Generating CDPKit documentation (optional)

For a successful build of the CDPKit documentation pages, sphinx-build and the listed Sphinx extensions need to be available on the build host. Furthermore, for generating CDPL C++ and Python API-documentation, doxygen has to be installed.

If all prerequisites are fulfilled

$ make doc

should successfully build the CDPKit documentation pages which can then be found in <BUILD-DIR>/Doc/html.

Installation via the pip command (CDPL Python bindings only)

Option 1: Installation of the latest stable CDPKit release deposited on PyPI:

$ pip install cdpkit

If available for your platform and Python version, this command will directly install a pre-built binary package (wheel file) of the CDPL Python bindings. If a matching binary package cannot be found, the source code package will be downloaded and an on-the-fly build is attempted. For a successful build the following requirements and dependencies apply:

• C++17 compliant compiler (mandatory)
• boost-devel (V >= 1.63, mandatory)
• python-devel and Python interpreter (V >= 3.6, mandatory)
• cairo-devel (V >= 1.14, optional)

Option 2: Build and installation of the current development version by specifying the GitHub repository URL:

$ pip install git+https://github.com/molinfo-vienna/CDPKit.git

Option 3: Installation under specification of a local directory containing the CDPKit sources:

Change your CWD to the CDPKit source code folder and then from within the folder run

$ pip install .

Basic Usage

Once CDPKit is installed, you can start using it in your Python code (note: PYTHONPATH has to include the <INSTALL-DIR>/Python directory; this is automatically the case when installed via pip). Here's an example to get you started with basic ligand-based pharmacophore generation starting from a SMILES string:

# Import the necessary CDPKit modules
from CDPL import Chem
from CDPL import Pharm

# read molecule in SMILES-format
mol = Chem.parseSMILES('Cc1ccccc1')

# print the number of atoms and bonds for the molecule
print('Processing molecule with {!s} atoms and {!s} bonds'.format(mol.numAtoms, mol.numBonds))

# create an instance of the pharmacophore data structure
ph4 = Pharm.BasicPharmacophore()

# prepare molecule for pharmacophore generation
Pharm.prepareForPharmacophoreGeneration(mol)

# generate the ligand based pharmacophore model for the molecule
Pharm.DefaultPharmacophoreGenerator(mol, ph4)

# print the number of features and feature composition
print(' -> Generated %s features: %s' % (str(ph4.numFeatures), Pharm.generateFeatureTypeHistogramString(ph4)))

Further Exploration

CDPKit offers a vast range of functionality beyond the basic usage example shown above. Some areas to explore include:

• Substructure Searching: CDPKit provides powerful methods to search for substructures within molecules.

• Descriptor Calculation: CDPKit allows you to calculate various molecular descriptors, such as Lipinski's Rule-of-Five properties, topological fingerprints, and much more. These descriptors can be used to model molecular properties and predict biological activities.

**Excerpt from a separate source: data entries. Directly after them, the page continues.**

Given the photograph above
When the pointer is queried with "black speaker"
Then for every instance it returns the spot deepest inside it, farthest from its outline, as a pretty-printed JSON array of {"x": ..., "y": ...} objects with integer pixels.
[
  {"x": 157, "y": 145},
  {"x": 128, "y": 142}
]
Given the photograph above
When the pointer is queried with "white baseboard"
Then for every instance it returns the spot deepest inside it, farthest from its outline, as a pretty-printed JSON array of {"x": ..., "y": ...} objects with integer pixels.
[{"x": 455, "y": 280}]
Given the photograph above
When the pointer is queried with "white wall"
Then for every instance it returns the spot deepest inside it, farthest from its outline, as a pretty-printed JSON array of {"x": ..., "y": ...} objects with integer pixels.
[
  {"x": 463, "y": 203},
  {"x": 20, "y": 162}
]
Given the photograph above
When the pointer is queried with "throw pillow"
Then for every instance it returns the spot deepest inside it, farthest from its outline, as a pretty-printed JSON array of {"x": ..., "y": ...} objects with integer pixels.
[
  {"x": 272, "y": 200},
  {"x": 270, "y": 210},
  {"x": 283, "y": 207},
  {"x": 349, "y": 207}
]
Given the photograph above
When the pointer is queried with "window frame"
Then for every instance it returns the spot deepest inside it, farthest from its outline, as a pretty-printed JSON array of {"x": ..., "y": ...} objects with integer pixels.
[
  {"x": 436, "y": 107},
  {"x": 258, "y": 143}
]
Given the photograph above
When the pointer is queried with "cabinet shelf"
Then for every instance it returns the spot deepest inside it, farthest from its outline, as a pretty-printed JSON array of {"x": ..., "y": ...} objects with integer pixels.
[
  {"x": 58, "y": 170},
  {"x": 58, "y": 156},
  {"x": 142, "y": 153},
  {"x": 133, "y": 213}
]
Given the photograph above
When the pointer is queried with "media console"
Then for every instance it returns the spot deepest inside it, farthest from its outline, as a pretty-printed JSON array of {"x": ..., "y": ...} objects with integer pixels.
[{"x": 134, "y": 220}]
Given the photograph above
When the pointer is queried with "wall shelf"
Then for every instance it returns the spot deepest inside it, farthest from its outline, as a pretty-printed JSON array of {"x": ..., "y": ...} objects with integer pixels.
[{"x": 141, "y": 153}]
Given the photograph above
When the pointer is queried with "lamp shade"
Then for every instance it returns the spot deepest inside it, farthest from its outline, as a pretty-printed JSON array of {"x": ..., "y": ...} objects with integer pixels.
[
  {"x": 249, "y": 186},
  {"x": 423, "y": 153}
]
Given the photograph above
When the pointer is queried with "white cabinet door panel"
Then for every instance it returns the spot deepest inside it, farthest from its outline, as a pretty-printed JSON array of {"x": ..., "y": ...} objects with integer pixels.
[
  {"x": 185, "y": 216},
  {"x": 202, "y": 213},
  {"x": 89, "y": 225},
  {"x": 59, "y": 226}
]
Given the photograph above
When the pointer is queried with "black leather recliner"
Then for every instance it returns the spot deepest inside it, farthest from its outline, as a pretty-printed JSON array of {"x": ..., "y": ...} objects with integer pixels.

• Chemical Reactions: CDPKit fully supports chemical reactions with dedicated data structures and functionality for I/O, reaction substructure search, 2D visualization, reaction transformations, and so on.

• Machine Learning Integration: CDPKit integrates well with machine learning libraries like scikit-learn, PyTorch, and TensorFlow. You can use CDPKit to preprocess molecular data, extract features, and build predictive models for various chemical properties.

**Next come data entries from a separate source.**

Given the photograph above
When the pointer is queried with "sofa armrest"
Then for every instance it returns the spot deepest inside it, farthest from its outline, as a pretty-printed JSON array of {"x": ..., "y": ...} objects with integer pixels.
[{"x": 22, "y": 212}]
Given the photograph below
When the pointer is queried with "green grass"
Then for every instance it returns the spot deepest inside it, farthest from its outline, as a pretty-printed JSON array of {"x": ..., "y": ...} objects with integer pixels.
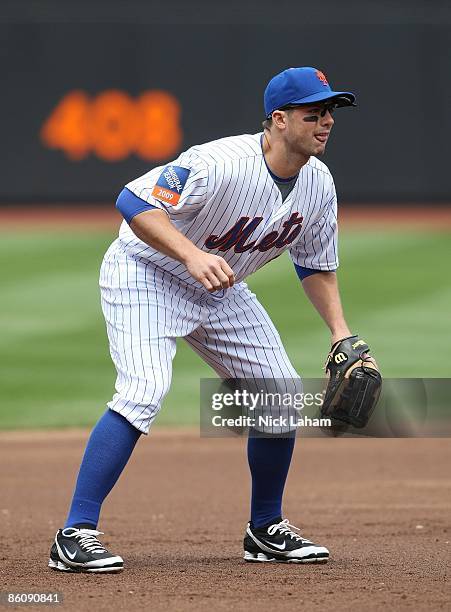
[{"x": 55, "y": 365}]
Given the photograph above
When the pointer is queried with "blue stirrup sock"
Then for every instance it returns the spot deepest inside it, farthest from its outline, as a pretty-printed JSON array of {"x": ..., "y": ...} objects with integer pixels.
[
  {"x": 109, "y": 448},
  {"x": 269, "y": 461}
]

Documentation and Resources

To learn more about CDPKit and explore its features in detail, refer to the official documentation and additional resources:

• CDPKit Documentation: Visit the CDPKit documentation for comprehensive information, tutorials, and examples.

• CDPKit Cookbook: Explore the CDPKit Cookbook for a collection of code snippets and examples showcasing various CDPKit functionalities. The documentation page will be available for external usage soon.

• CDPKit Conformer Generator: Have a look at the CONFORGE paper for detailed information about the integrated high-quality conformer generator.

• CDPKit ML integration example: Check out the github page of the "Improved Lipophilicity and Aqueous Solubility Prediction with Composite Graph Neural Networks" publication for exploring the ML integration possibilities of CDPKit.